By Illinois Radio Network
SPRINGFIELD – Lawmakers heard from students, parents, advocates and local and state school officials about the policy of schools putting certain students in isolation and restraints.
Two months ago, the Chicago Tribune reported more than 20,000 instances of students being put in isolated timeouts during the 2017-2018 school year. The reporting found many of those cases weren’t properly documented and in some instances not only violated policy, but violated state law.
A former special education student named Joey told a joint Illinois House and Senate committee on Tuesday about his experience being restrained to a wall and mocked for being defiant. After multiple instances, he said he called the State Board of Education to report the abuse and was told the agency doesn’t investigate.
“I just want you to imagine how that feels as a student who has to call someone and say ‘I was abused,’ and to have them say ‘we’re not even going to follow up’,” Joey said as he began to sob. “What that says to me is that you don’t care.”
A parent speaking to the committee echoed several lawmakers who said state education officials need to do their job in oversight and hold people criminally accountable for wrongdoing before abuse and wrongdoing gets blown up in the news.

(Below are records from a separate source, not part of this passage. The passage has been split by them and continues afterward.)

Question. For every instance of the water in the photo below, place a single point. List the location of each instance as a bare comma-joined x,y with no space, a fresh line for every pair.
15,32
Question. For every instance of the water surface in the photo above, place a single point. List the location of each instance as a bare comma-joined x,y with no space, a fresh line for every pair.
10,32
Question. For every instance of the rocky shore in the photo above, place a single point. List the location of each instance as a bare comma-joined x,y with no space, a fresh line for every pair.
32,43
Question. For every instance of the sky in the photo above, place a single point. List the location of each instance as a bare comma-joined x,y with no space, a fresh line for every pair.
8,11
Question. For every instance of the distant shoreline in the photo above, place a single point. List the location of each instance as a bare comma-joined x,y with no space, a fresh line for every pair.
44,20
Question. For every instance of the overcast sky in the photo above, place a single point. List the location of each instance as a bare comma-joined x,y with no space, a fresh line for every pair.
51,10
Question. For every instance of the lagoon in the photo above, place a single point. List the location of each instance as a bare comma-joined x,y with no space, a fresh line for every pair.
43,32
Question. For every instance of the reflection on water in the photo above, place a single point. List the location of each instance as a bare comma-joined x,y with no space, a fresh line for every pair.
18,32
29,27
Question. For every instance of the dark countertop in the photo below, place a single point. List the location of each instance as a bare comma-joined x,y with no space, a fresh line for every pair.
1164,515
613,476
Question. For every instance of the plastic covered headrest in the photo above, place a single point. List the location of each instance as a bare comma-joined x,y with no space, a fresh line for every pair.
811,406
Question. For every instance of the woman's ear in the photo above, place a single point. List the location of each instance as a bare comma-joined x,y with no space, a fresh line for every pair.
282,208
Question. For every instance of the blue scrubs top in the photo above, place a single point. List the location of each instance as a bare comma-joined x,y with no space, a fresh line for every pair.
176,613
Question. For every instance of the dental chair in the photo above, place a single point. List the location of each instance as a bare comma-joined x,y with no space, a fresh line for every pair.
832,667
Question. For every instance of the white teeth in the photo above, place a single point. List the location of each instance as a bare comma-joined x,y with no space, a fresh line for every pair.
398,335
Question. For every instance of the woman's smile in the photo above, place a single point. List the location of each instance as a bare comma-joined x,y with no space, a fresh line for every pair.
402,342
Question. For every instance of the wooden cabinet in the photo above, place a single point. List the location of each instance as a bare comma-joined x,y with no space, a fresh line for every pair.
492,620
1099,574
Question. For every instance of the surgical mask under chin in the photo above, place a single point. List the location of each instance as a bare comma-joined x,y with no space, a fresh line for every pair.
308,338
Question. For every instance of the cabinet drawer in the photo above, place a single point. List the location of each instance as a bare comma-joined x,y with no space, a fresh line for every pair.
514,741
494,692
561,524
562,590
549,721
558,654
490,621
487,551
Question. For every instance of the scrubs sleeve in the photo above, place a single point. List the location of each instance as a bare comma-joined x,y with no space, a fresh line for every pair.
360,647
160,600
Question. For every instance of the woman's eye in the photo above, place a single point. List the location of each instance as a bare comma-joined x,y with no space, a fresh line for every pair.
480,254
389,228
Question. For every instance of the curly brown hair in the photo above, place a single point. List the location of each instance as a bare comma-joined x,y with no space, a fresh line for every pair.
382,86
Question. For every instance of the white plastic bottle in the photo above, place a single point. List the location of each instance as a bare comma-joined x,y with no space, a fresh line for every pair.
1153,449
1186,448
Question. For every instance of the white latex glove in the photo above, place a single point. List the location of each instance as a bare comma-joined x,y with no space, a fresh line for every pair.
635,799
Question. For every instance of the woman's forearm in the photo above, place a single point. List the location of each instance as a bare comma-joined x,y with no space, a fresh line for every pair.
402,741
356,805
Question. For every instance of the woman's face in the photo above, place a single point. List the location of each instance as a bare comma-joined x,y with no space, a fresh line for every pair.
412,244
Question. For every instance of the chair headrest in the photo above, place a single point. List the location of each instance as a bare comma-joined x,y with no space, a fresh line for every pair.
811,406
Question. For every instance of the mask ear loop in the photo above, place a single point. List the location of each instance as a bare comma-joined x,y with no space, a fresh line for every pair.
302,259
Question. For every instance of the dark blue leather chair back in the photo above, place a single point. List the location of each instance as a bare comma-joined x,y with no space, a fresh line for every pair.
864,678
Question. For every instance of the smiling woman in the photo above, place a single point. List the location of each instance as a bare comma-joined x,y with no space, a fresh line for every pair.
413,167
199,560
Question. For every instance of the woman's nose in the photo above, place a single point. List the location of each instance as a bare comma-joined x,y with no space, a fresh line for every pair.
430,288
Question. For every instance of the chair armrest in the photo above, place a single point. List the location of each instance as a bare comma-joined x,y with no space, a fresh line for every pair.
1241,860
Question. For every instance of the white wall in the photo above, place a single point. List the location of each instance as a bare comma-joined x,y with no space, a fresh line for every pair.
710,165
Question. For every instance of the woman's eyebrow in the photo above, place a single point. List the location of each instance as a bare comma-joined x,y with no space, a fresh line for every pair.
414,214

Illinois State Board of Education officials said they now have nine active investigations into such instances and are reviewing more than two years of data to hone in on where there could be systemic problems. They also encouraged anyone with such claims to contact the agency to report wrongdoing by schools.
Lawmakers heard different ideas on how to address the findings of the Chicago Tribune investigation.
Equip For Equality President Zena Naiditch said self-policing led to the crisis. She recommended changes to policies that get schools away from punitive isolation to a therapeutic treatment. She said there also needs to be accountability.
“But if there’s not some consequence to the schools I think you’ll still have widespread noncompliance with the law,” Naiditch said.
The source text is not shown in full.